On 15 November 2023, the Prudential Regulation Authority (PRA) published a Dear Chief Financial Officer (CFO) letter setting out the steps firms should consider taking to mitigate risks relating to deposit aggregators (DAs) that they may have relationships with, either now or in the future.

The potential risks associated with the increasing volumes of deposits that are being sourced via DAs were first highlighted in a joint PRA/FCA Dear CEO letter, “Obtaining Deposits via Deposit Aggregators”, in April 2021. The PRA has since sought to enhance its understanding of the size and nature of firms’ relationships with DAs, and as part of this it sent out an information request on the topic to firms in 2022.
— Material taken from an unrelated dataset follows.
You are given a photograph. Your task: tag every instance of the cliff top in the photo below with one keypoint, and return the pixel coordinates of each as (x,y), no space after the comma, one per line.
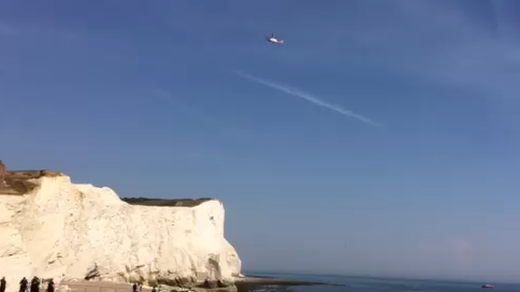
(165,202)
(19,182)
As a result, the PRA has learned more about the steps that can be taken to mitigate risks that DAs could pose to the safety and soundness of regulated firms. It sets out in the letter some specific examples of actions that it would encourage CFOs to take, to the extent that their firm’s deposit book relies on funding sourced via DAs. The actions aim to mitigate risks in three main areas:

  • Pay-out risk in relation to the Financial Services Compensation Scheme (FSCS).
  • Liquidity risk.
  • Third party risk.

Ensuring depositor protection

The letter sets out steps that firms could take to mitigate risks that could impact FSCS pay-outs, with the aim of ensuring that the FSCS can respond effectively to the failure of a deposit-taker that uses DAs. Those steps include:

  • Verifying “absolute entitlement” to funds held on trust (via the DA arrangements) for underlying beneficiaries, to ensure they have similar protection to customers who make direct deposits with a deposit-taker.
  • Managing data to permit orderly failure – the DA must be able to provide the FSCS with sufficient and accurate data on ultimate beneficiaries to facilitate swift pay-out.
  • Confirming customer checks (i.e., know your customer and anti-money laundering checks) are performed and evidenced to a sufficient standard.
  • Proactively engaging with DAs to raise awareness of, and promote participation in, voluntary FSCS testing facilities for DAs.

Managing liquidity risk

The PRA reminds CFOs that there is a risk for deposit-takers (notably for small and medium-sized firms) that deposits from a DA may represent a significant portion of their balance sheet and present a concentrated liquidity risk. To address this risk, firms should:

  • Factor potential correlation and concentration risk, in addition to the potential speed of outflows, into their management of liquidity risk and funding needs.
  • Make appropriate assumptions around the correlation and concentration of funding in their internal stress testing to ensure compliance with the PRA’s overall liquidity adequacy rule.
  • Ensure they comply with their responsibilities under the PRA’s Fundamental Rules 3, 4 and 5 to: (i) act in a prudent manner; (ii) at all times maintain adequate financial resources; and (iii) have effective risk strategies and risk management systems.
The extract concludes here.